Previously we had derived a number of second-site revertants (PR mutants) of a mutant virus that contained a blocked maturation cleavage site in the scaffold protein (36). All but one of these revertant viruses contained a second-site mutation in the open reading frame encoding VP5, the interactive partner of the scaffold protein (pre-22a). The majority of these mutations mapped to the N terminus of this large polypeptide. The present study was aided by the analysis of the second-site mutations in VP5, which allowed us to focus our efforts on a small specific region of this large polypeptide. Although the PR mutants and mutants that were selected for their altered interaction with pre-22a following random mutagenesis of the VP5 N terminus (37) provided an extensive map of important VP5 residues, we did not have the identity of the key interactive residues.

In an important study, Hong and colleagues (15) determined the key interactive residues in the C-terminal tail of pre-22a and showed that an amphipathic helix which projected hydrophobic residues to the interactive surface was important. The hydrophobic residues of VP5 were thus likely candidates for this interaction, and so we mutated each hydrophobic residue starting at L23 and ending at F84. We made 24 mutations in this region, and all were changes to alanine to determine the contribution of the hydrophobic side chain. All the mutants were analyzed for interaction with pre-22a in the yeast two-hybrid system. Of the 24 mutations, only 7 abolished interaction with the scaffold protein; they were I27A, L35A, F39A, L58A, L65A, L67A, and L71A. These mutations were clustered in essentially two regions of the N terminus, and these regions correlate closely with the two regions in which the PR mutations mapped (see Fig. 12). Residue 39 was also shown from previous studies to be important for the interaction between these proteins in the yeast two-hybrid assay (37).

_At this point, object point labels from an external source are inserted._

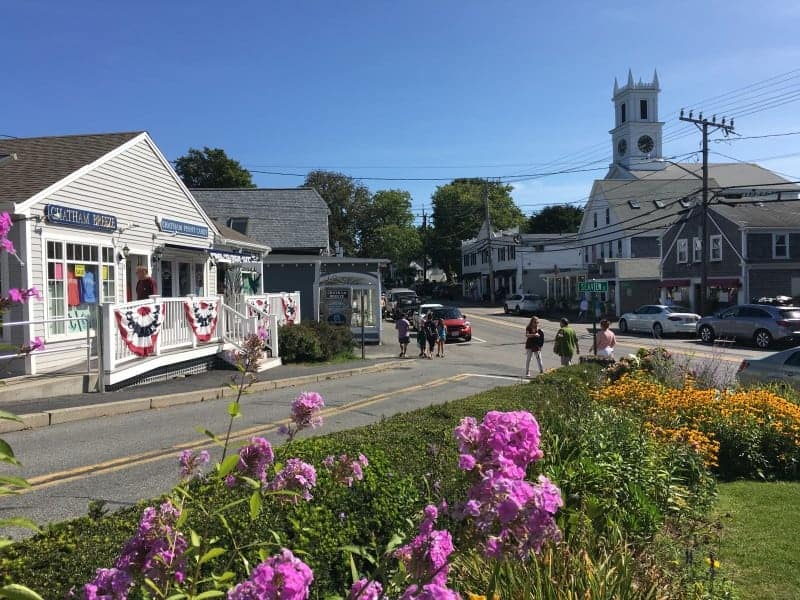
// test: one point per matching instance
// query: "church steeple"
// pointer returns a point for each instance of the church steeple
(637, 132)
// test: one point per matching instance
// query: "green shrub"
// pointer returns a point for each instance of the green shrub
(313, 341)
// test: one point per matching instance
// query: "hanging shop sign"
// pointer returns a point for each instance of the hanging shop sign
(226, 256)
(335, 306)
(82, 219)
(182, 228)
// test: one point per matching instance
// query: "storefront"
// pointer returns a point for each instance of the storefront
(81, 237)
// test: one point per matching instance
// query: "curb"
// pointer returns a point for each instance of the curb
(121, 407)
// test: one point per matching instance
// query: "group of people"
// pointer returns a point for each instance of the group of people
(566, 344)
(430, 333)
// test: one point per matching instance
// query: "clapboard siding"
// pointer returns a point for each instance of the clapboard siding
(136, 187)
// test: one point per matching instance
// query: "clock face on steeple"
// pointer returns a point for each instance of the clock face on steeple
(645, 144)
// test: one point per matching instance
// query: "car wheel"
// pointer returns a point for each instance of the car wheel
(706, 334)
(762, 339)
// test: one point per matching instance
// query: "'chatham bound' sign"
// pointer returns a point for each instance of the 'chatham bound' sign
(83, 219)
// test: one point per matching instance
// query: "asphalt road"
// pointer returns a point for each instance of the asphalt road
(129, 457)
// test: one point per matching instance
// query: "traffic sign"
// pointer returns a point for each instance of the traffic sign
(592, 286)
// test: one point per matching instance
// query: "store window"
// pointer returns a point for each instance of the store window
(78, 277)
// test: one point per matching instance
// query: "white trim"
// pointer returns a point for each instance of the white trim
(711, 240)
(30, 202)
(775, 256)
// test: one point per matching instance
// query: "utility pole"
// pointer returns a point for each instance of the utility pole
(705, 248)
(489, 239)
(424, 247)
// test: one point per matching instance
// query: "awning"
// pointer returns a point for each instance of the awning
(229, 256)
(724, 282)
(674, 283)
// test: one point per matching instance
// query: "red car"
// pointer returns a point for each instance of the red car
(458, 328)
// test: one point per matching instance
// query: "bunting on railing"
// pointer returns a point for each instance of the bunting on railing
(139, 327)
(202, 316)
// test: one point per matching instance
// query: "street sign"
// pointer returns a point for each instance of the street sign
(592, 286)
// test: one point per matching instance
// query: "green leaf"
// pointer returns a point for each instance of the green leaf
(227, 465)
(212, 554)
(18, 592)
(255, 505)
(19, 522)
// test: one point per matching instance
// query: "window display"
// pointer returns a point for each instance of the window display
(78, 277)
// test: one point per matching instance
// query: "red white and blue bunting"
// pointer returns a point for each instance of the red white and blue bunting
(139, 327)
(202, 316)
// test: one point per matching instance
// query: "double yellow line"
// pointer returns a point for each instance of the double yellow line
(40, 482)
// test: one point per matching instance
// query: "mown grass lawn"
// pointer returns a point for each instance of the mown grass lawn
(759, 548)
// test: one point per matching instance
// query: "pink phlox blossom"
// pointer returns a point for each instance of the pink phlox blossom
(156, 549)
(297, 476)
(281, 577)
(364, 589)
(190, 462)
(254, 458)
(425, 557)
(5, 224)
(345, 470)
(108, 584)
(430, 592)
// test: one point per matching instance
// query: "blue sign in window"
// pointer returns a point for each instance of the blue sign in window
(183, 228)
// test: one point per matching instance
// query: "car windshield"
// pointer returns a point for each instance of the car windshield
(447, 313)
(677, 309)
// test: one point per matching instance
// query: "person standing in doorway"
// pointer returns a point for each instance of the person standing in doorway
(534, 340)
(402, 326)
(606, 340)
(566, 344)
(145, 285)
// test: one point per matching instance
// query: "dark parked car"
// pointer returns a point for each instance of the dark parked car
(761, 324)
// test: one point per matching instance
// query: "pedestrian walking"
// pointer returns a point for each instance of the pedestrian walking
(145, 285)
(441, 331)
(402, 326)
(583, 308)
(534, 340)
(606, 340)
(566, 343)
(431, 334)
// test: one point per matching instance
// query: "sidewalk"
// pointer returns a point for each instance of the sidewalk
(203, 387)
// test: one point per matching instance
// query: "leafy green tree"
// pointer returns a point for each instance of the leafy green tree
(458, 213)
(348, 202)
(211, 168)
(387, 229)
(555, 219)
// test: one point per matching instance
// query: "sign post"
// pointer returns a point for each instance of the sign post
(592, 287)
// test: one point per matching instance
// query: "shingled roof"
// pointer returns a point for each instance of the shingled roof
(34, 164)
(286, 220)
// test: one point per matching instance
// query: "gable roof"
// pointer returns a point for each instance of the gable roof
(37, 163)
(283, 219)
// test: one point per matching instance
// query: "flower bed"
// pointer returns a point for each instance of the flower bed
(746, 433)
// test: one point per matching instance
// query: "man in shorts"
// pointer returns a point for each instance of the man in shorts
(402, 325)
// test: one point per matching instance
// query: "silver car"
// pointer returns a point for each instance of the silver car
(781, 367)
(761, 324)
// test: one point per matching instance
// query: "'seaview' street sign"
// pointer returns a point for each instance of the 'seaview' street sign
(592, 286)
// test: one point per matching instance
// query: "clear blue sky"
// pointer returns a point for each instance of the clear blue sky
(395, 89)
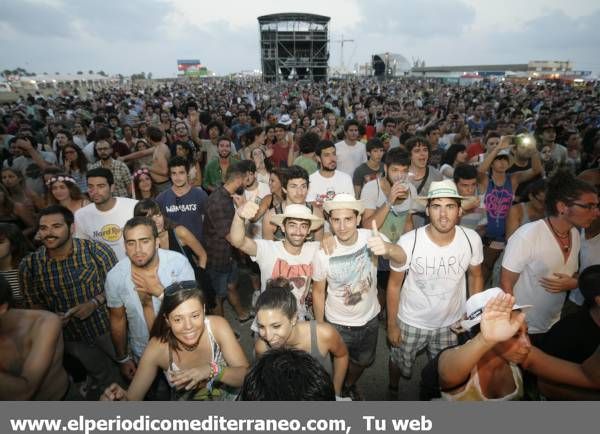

FIG. 12. — Residues in the N terminus of VP5 that are important for its interaction with the scaffold protein. The amino acid sequence of VP5 from residues 20 to 90 is shown. Above this sequence are the mutations identified in the revertant viruses and in the in vitro yeast two-hybrid assay. Shown below the sequence identified by solid arrows are the key hydrophobic residues identified in this study that abolish interaction with pre-22a when mutated.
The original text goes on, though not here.